One of the city’s more famous sons, Trevor Beattie, creative director and co-founder of BMB, tells us: “It’s a great city and it has never been stronger in its creative industry. It’s really vibrant at present and I’m not entirely sure why. But at the same time it has always been in the shadow of London, because it is so close and so big, and then we’ve also suffered from being in the shadow of the arrogance of Manchester and Liverpool.” (Mancunians, Liverpudlians – don’t complain here, I’m just the messenger.)

Perhaps the city’s not blowing its own trumpet enough, as Paul Kehoe, CEO of the fast-growing Birmingham Airport, as well as chairman of Marketing Birmingham, suggests. “We’re a down-to-earth lot, we get stuff done. But that means we haven’t always been the kind that like to be shouting about ourselves. That has counted against us. It’s an absolute challenge at the national level to get the positive story across while at the international level the city is already seen much more positively. It’s a place with a great heritage in making things and we can be recognised for all the new creative things we do.”

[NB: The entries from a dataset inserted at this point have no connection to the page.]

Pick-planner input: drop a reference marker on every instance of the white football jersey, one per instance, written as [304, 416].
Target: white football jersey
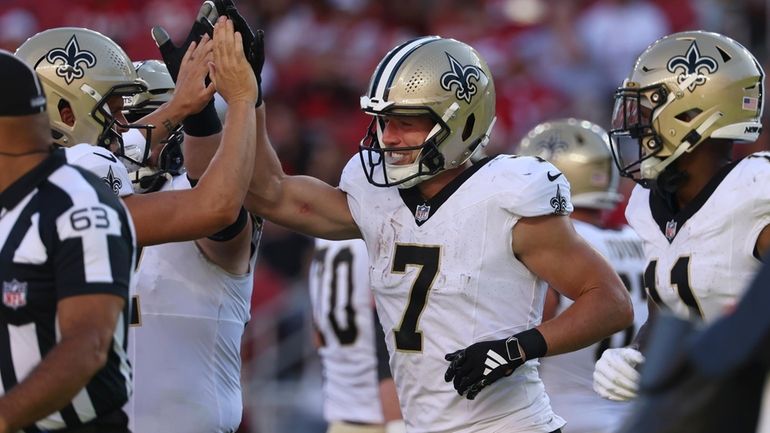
[343, 313]
[568, 377]
[186, 348]
[701, 259]
[104, 164]
[444, 277]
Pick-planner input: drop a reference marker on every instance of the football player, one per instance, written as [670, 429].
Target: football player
[703, 217]
[460, 254]
[200, 309]
[581, 151]
[359, 394]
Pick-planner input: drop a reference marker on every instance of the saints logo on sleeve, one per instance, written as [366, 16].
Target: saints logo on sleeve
[102, 163]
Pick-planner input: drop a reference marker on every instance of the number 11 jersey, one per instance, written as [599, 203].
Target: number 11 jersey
[444, 277]
[701, 258]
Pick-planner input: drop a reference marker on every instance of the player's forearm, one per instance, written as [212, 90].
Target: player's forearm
[64, 371]
[226, 179]
[198, 153]
[165, 119]
[597, 313]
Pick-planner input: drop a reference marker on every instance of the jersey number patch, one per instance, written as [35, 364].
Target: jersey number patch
[408, 338]
[342, 260]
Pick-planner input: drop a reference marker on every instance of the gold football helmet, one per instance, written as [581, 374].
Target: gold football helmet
[84, 69]
[444, 79]
[581, 150]
[685, 88]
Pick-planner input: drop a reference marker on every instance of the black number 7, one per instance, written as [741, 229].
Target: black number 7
[408, 338]
[680, 280]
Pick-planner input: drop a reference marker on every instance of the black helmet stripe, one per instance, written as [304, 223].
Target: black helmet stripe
[386, 73]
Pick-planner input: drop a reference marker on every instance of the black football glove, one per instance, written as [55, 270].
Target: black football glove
[480, 364]
[253, 43]
[171, 54]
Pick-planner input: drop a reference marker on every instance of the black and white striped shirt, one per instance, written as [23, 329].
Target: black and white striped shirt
[62, 233]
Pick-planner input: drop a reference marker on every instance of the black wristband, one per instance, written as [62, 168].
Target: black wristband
[204, 123]
[532, 343]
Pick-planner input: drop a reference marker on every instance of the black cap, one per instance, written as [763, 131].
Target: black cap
[21, 89]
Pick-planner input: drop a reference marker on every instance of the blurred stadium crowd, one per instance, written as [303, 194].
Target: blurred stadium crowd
[550, 59]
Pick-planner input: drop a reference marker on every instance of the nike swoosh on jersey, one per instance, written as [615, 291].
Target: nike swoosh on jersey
[113, 159]
[553, 177]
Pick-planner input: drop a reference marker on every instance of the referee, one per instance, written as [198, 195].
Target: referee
[66, 260]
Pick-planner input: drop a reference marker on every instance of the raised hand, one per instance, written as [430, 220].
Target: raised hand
[192, 93]
[253, 42]
[172, 54]
[480, 364]
[615, 374]
[231, 72]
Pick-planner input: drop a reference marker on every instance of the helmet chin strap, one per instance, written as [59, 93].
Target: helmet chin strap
[398, 172]
[652, 167]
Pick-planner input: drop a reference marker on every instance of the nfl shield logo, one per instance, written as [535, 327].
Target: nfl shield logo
[421, 213]
[670, 230]
[14, 294]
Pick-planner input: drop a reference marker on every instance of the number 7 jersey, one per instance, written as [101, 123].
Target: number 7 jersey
[444, 276]
[701, 259]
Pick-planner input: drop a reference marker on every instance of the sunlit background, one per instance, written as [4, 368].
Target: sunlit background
[550, 58]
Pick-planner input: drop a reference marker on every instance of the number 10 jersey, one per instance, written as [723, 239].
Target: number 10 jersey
[701, 258]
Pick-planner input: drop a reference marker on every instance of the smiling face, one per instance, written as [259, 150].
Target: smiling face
[407, 133]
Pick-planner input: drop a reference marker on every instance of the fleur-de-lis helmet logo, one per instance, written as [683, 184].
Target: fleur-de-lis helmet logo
[73, 60]
[692, 63]
[459, 77]
[113, 182]
[551, 145]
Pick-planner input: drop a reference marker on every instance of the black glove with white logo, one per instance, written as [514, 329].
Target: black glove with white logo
[480, 364]
[253, 42]
[206, 122]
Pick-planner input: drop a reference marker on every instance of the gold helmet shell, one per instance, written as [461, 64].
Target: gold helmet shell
[685, 88]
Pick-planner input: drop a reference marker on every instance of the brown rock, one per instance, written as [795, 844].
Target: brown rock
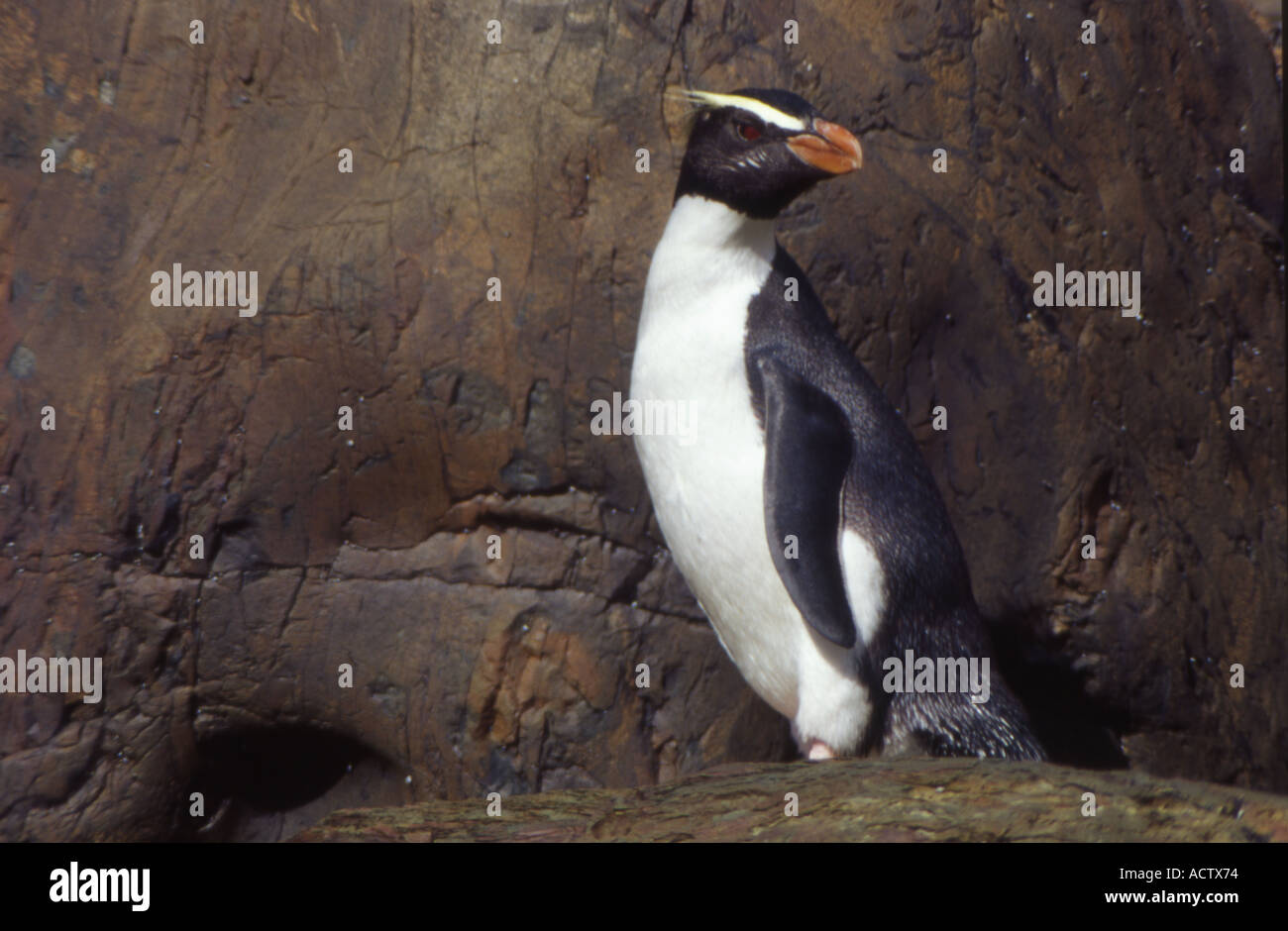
[516, 162]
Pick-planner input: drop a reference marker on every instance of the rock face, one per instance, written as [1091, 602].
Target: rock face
[336, 558]
[851, 800]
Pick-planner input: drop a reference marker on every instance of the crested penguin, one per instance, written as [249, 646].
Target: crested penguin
[800, 509]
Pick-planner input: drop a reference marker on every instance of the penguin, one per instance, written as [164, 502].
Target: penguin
[799, 507]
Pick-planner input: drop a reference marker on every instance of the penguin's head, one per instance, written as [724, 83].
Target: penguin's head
[758, 150]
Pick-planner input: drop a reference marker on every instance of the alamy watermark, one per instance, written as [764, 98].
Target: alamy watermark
[939, 674]
[1087, 288]
[213, 288]
[651, 417]
[56, 673]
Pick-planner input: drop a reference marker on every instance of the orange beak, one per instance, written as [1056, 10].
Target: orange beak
[828, 149]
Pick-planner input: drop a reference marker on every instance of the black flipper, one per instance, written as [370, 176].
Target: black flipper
[807, 451]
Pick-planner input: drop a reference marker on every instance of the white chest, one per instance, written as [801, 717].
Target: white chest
[707, 487]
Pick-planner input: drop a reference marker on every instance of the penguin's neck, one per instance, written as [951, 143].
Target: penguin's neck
[699, 224]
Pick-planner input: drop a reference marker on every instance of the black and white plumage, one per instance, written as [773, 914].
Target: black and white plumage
[794, 441]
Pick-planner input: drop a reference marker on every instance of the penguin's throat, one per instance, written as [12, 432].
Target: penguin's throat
[702, 223]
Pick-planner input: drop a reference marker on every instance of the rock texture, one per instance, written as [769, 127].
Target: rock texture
[516, 162]
[853, 800]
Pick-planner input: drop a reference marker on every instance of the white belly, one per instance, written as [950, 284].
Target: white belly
[707, 488]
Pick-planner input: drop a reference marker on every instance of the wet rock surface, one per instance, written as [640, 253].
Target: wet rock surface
[369, 549]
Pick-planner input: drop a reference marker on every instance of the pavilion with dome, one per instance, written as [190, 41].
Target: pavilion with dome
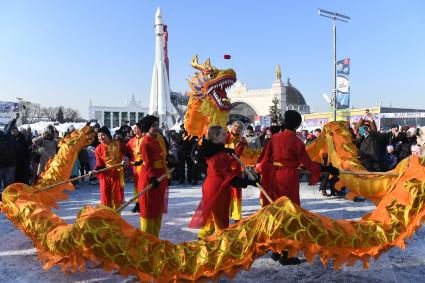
[249, 104]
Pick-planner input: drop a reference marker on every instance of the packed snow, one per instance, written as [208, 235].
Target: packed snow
[19, 262]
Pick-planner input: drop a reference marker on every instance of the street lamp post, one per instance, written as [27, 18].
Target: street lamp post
[335, 16]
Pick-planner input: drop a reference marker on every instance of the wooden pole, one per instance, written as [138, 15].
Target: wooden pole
[367, 173]
[80, 177]
[252, 177]
[364, 173]
[147, 188]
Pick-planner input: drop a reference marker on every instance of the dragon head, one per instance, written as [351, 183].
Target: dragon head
[212, 83]
[208, 103]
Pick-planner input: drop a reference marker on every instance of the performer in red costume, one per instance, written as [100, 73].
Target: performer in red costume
[213, 210]
[108, 153]
[283, 155]
[154, 202]
[134, 149]
[235, 141]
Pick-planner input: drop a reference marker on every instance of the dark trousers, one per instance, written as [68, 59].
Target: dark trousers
[186, 160]
[84, 168]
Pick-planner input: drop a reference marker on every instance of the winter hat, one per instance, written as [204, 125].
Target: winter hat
[147, 122]
[416, 149]
[292, 120]
[106, 131]
[411, 132]
[137, 124]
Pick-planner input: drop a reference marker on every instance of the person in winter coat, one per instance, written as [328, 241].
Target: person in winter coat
[390, 159]
[7, 160]
[48, 146]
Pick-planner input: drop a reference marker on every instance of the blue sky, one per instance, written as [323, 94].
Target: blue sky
[69, 52]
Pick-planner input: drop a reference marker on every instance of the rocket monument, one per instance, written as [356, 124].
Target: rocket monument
[160, 102]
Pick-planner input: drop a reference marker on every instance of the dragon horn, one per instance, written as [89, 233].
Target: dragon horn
[196, 65]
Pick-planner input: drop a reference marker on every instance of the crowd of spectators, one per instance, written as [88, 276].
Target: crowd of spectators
[24, 153]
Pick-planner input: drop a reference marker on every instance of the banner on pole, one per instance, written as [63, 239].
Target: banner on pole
[342, 83]
[8, 111]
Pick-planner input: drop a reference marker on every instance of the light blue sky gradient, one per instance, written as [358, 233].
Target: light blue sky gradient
[69, 52]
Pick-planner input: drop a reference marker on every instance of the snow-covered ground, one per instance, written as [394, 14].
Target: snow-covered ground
[18, 261]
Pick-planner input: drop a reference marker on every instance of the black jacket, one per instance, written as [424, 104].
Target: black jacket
[7, 150]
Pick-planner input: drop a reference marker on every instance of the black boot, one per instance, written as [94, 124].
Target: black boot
[284, 260]
[136, 208]
[276, 256]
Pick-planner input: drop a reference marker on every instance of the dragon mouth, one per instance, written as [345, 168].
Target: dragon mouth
[217, 90]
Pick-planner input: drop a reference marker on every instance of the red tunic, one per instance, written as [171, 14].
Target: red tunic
[154, 202]
[133, 147]
[216, 192]
[283, 154]
[111, 181]
[238, 143]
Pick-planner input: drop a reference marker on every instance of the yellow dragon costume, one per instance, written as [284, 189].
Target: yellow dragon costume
[208, 102]
[100, 235]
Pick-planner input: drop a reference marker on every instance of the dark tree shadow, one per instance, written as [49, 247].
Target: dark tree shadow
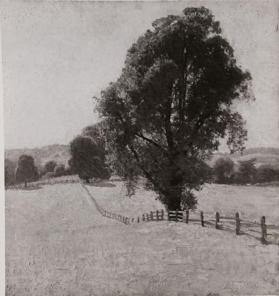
[31, 187]
[100, 184]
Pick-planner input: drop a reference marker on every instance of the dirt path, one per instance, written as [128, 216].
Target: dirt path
[58, 244]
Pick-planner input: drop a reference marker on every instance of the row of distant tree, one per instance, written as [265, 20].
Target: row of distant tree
[225, 171]
[88, 160]
[25, 170]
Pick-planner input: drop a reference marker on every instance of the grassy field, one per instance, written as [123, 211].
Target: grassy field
[58, 244]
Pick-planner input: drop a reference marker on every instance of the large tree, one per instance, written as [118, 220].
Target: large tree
[26, 170]
[87, 159]
[173, 102]
[223, 170]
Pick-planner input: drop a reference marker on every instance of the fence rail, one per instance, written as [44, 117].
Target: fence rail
[240, 226]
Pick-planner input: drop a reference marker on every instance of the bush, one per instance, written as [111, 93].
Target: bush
[246, 173]
[88, 159]
[49, 166]
[223, 170]
[26, 170]
[266, 173]
[59, 170]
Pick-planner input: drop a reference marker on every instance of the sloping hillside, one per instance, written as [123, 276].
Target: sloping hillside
[263, 156]
[58, 153]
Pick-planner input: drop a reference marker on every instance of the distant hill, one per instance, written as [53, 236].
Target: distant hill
[58, 153]
[263, 156]
[61, 154]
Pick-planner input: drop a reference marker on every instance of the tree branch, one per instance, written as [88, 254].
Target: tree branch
[151, 142]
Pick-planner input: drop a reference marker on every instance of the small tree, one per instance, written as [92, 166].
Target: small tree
[26, 170]
[246, 173]
[59, 170]
[266, 173]
[223, 170]
[50, 166]
[10, 167]
[88, 159]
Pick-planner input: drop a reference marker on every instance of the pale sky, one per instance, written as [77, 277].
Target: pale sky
[58, 55]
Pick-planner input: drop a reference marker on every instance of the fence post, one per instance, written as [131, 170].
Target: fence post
[202, 221]
[217, 220]
[187, 216]
[237, 224]
[264, 230]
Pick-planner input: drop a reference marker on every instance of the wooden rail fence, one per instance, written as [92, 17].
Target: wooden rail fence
[219, 222]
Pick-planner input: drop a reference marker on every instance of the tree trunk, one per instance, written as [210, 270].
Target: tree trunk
[173, 199]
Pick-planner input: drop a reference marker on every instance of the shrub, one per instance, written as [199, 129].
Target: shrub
[26, 170]
[59, 170]
[223, 170]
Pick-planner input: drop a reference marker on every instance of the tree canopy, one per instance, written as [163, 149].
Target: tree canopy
[223, 170]
[173, 102]
[87, 159]
[26, 170]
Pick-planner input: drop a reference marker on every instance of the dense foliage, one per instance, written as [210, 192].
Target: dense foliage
[87, 159]
[26, 170]
[173, 102]
[223, 170]
[49, 166]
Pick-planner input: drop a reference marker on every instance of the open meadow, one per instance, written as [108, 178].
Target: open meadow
[57, 243]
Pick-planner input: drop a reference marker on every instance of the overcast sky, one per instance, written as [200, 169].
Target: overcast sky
[58, 55]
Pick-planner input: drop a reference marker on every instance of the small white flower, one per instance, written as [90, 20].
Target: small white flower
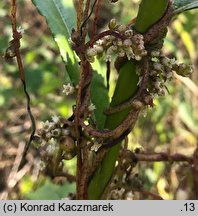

‘Speaking with one voice’ is part of what Kehoe sees as the task. Wouter Schuitemaker, investment director at Business Birmingham, sees that coming by ensuring a viral community of evangelists. “We have been working with the tech and digital community to get them to do the shouting rather than the city,” he says. “We need to create the buzz. With Asos for example, it has an important story to tell. It came here because we have a powerful feed of digital talent. It was struggling to get the staff in London. Here you can hire well and people will stay. That makes it much more efficient for business than if you have a freelance culture of people jumping in and out of a business, difficult to retain, as can happen in London.”

A big win for the city and its creative scene recently has been the commitment by BBC director-general Tony Hall to put jobs back into the city. After years in which the BBC’s staffing fell from around 1,700 to less than 100 positions, the city rethought its strategy and appealed to the BBC on a new basis. As Anita Bhalla, explains, the city’s appeal was based on a vision of positive change rather than negativity.

“We didn’t come back to them with a complaint about how the BBC should support Birmingham because we have lots of people paying the license fees,” she says.

“Instead we focused on what made Birmingham really different and useful; our strapline was ‘young, diverse and digital’. We took that pitch to Tony Hall. We showed the BBC how there was a way to reinvent itself in the region.”

The outcome has been plans to significantly regrow its activities out of Birmingham in order to harness the culturally diverse talents. Hall recently announced that a new digital initiative, the Guerrilla Group, is to be based out of Birmingham with a broad remit to explore ways of communicating stories to all the audiences that the BBC wants to reach.

When a global creative brand decides that the city can be a place to innovate world-leading creative thinking, that’s an endorsement. It could be a keystone in building the image of Birmingham as a world-player for digital and creative enterprise. The human resource and talent is there: we can now start to really believe that they can deliver.

I’m prompted to think of an earlier era in the city’s history – that of the ‘Birmingham Enlightenment’ in the later 18th century. The great and the good of that era linked the scientific and industrial revolutions, and fed into intellectual and artistic movements. It was perhaps the finest flowering of the city of a thousand trades… until now?